Adios Chusei Kokoro Scrotum
From a random pop-up Zoom writing workshop last night. Each participant chose a word in a foreign language and it was used in the title, body of the work or both. Participants were @MeeJong, @shells, @putski and @ferryman.
I said goodbye to you at midnight and watched the stars fade out of the sky. You fell away from the safety that encased you, I saw the pain fall into your eyes. You were distant and different, caught up in the fray.
I probably shouldn't have said good-bye on a hilltop. You fell and bounced down the dunes past the lane of the moonlight. Landing in a place separate from me, far down and away.
I stood observing, god-like on high. Watching until you became a speck of dust. Omniscient, I was not. I could not see that the strength you would nurture climbing back up the hill would eclipse my own. In the end, I needed you back and you needed only to move forward.
You'd just been lost in it all. Majestic words and untold tales. I was lost in your wonder. Something childlike and bold. I tucked into myself and drew in. And watched you move away from the safety of you and me. Encased in my entrails, I took a drink and let you learn.
Still on my golden hilltop, I watched. Dawn was waking and I could see your pink silhouette moving further and further beyond my grasp. Did you steal my manhood in your departure? Could I rediscover it without you? Would the lessons of being a singularity draw you back into my orbit?
Loyalty. I rolled the word around in my mouth and tasted it. It once felt like spaghetti - my comfort food - but now felt like black liquorice. Bittersweet. Was it I, with my gentle adios, that changed it?
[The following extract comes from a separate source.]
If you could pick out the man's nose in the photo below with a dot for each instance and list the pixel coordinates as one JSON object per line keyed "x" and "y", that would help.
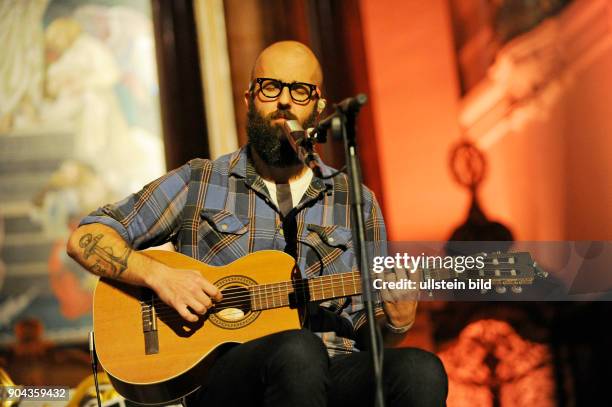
{"x": 284, "y": 99}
Or was it you, with your distractions and distance, prompting my goodbye, which changed it?
You took my soul and it changed. Some differential distance between you and I. I came to her and you came to me and I look back at her with longing and looked at you with a half-assed wink. A makeshift preservation of a manhood lost.
I left my perch on Olympus. I could no longer bear to watch you run away. I guess my manhood had to be found on my own. I started running the other direction. Serendipity would lead us to each other, or it would not. I'm not sure what I would find in the darkness, but it had to be better than idly observing the events.
I wandered out into my car to catch a moment of peace and gather my thoughts. Under the seat, I found a pistol, but I'm not sure who owns it. I wonder if there's a geist attached to this shiny nickel plating? Maybe this gleaming tool would help me find my own.
Or maybe this weapon was used to usurp another’s spirit. A geist heist. I don’t know where to look to find the truth but I know if I keep my eyes closed what I see will be true. Will it not?
I settled myself into the words of today and I recent and step away.